BT: You write a lot about Detroit. What’s it like to be a writer and all around progressive person there?
AC: It's interesting! This is a city that is actively re-creating itself — not just at the top level, but in all corners. People are finding incredible ways of transforming space and buildings, of developing clever informal economies, of becoming their own source of food on urban farms, and altogether reimagining what's possible, and what's desirable, in an urban environment. This is not to say that it's some kind of blank utopia in Detroit — the problems here are complicated and serious — but more than anywhere else I've lived, there is room for people to try things, to experiment, to take risks. The barrier for entry is low. As someone who aspires to bring risk and imagination into her writing life, this is inspiring ground to be in.
I also feel that stories in Detroit — and, more broadly, in Michigan and the Midwest — are desperately under-told in national media. They matter, and their absence leaves a real void; we're all at a loss for it. I find purpose in trying to fill some of that void with stories I write about Detroit. I hope to elevate different sorts of voices and ideas and narratives into a public conversation that is skewed heavily to the coasts. If I can reflect back those who excite and challenge me here in Detroit, I'll feel that I'm doing good work.

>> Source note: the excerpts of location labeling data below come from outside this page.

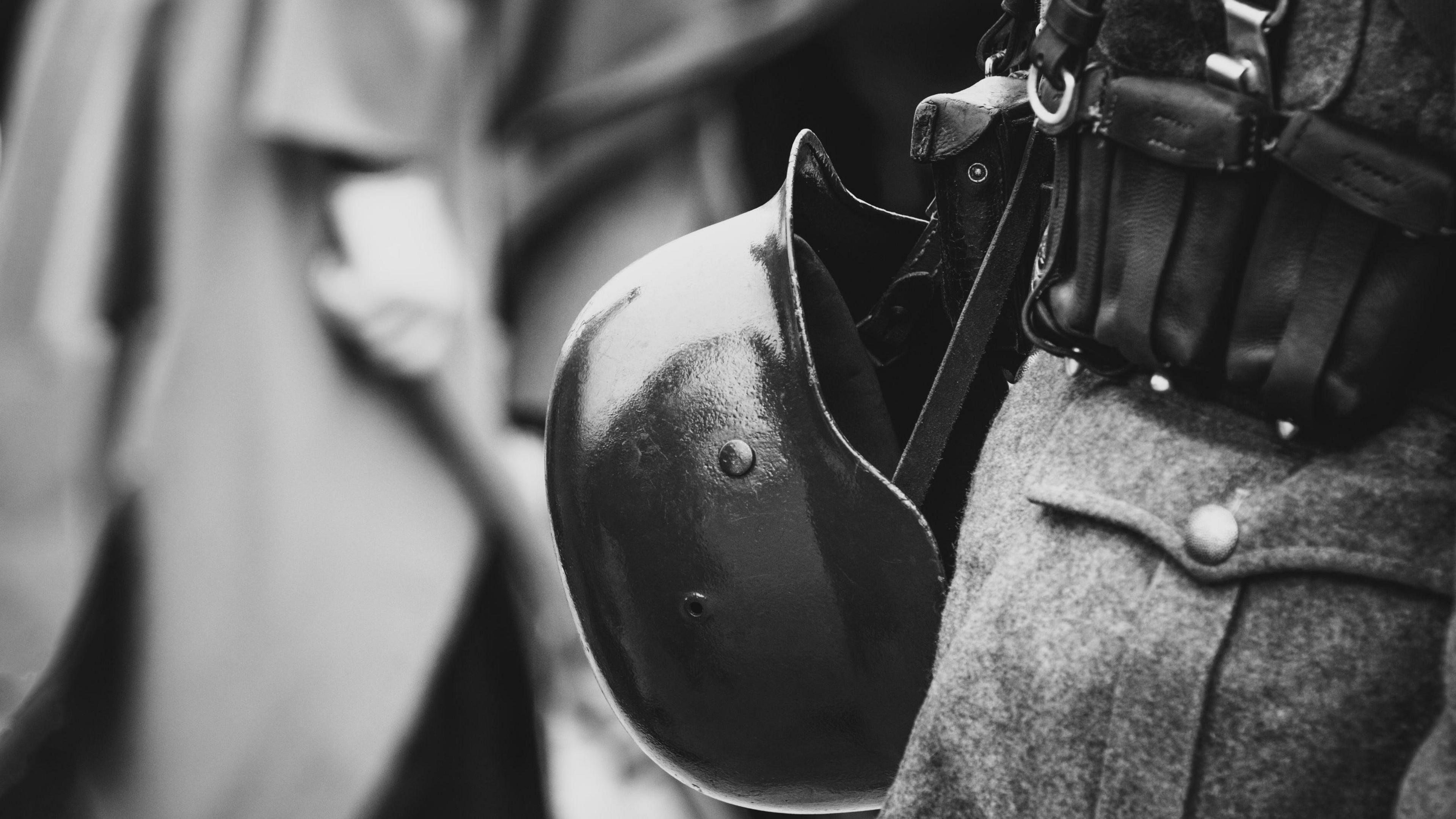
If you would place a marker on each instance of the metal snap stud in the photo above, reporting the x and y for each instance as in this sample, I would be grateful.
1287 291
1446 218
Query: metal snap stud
695 605
1213 533
736 458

BT: English majors and folks who study the humanities have been getting a lot of media flack lately. What’s your take on all that?
AC: Well, I suppose I took a stance on this back in college, where I piled on the humanities with great vigor: I double majored in creative writing/literature and art history, and minored in crime and justice. And I was part of the Residential College at Michigan, which emphasized foreign languages and arts, and gave you written evaluations instead of grades. I remember once fretting about what I was going to do after college, and my mother tried to assure me by saying, "Don't worry, Anna — employers recruit at Michigan." But alas! Nobody recruits creative writing majors!
The fact that there isn't a job narrowly tagged to the study of humanities may give the impression that people who choose that realm — the realm of reading, writing, philosophy, language, culture, music, art, a realm invested in thought, feeling, and how people live — are not wanted in the "real world." The fact that art curriculums are being cut in many schools, and museums, orchestras, and indie booksellers are often battling for support, seems to confirm the impression that the humanities are nice, if you have the time, but are not actually that important. In our culture, the humanities seem to be diminished into nothing more than a hobby.
That makes no sense to me. And it's not just because the humanities are a home to me. I'm weary of business, political, and nonprofit worlds that presume bad writing is professional writing. All that jargon, throat-clearing, and, as George Orwell would put it, verbal false limbs — it stifles, and it's not honest. I'm tired of meeting people who have brilliant, important ideas, and aren't able to communicate them in a way that excite others to rally around them. In practical ways, the humanities unlock us, and put us in conversation with the world — present, past, future.
What's more, I come back to the understanding that true things aren't only found in true stories. Art and literature orient us to that other space, giving us a way to see what is real, whether we are paying attention to it or not. Here, then, is how we are made and how we are in the making.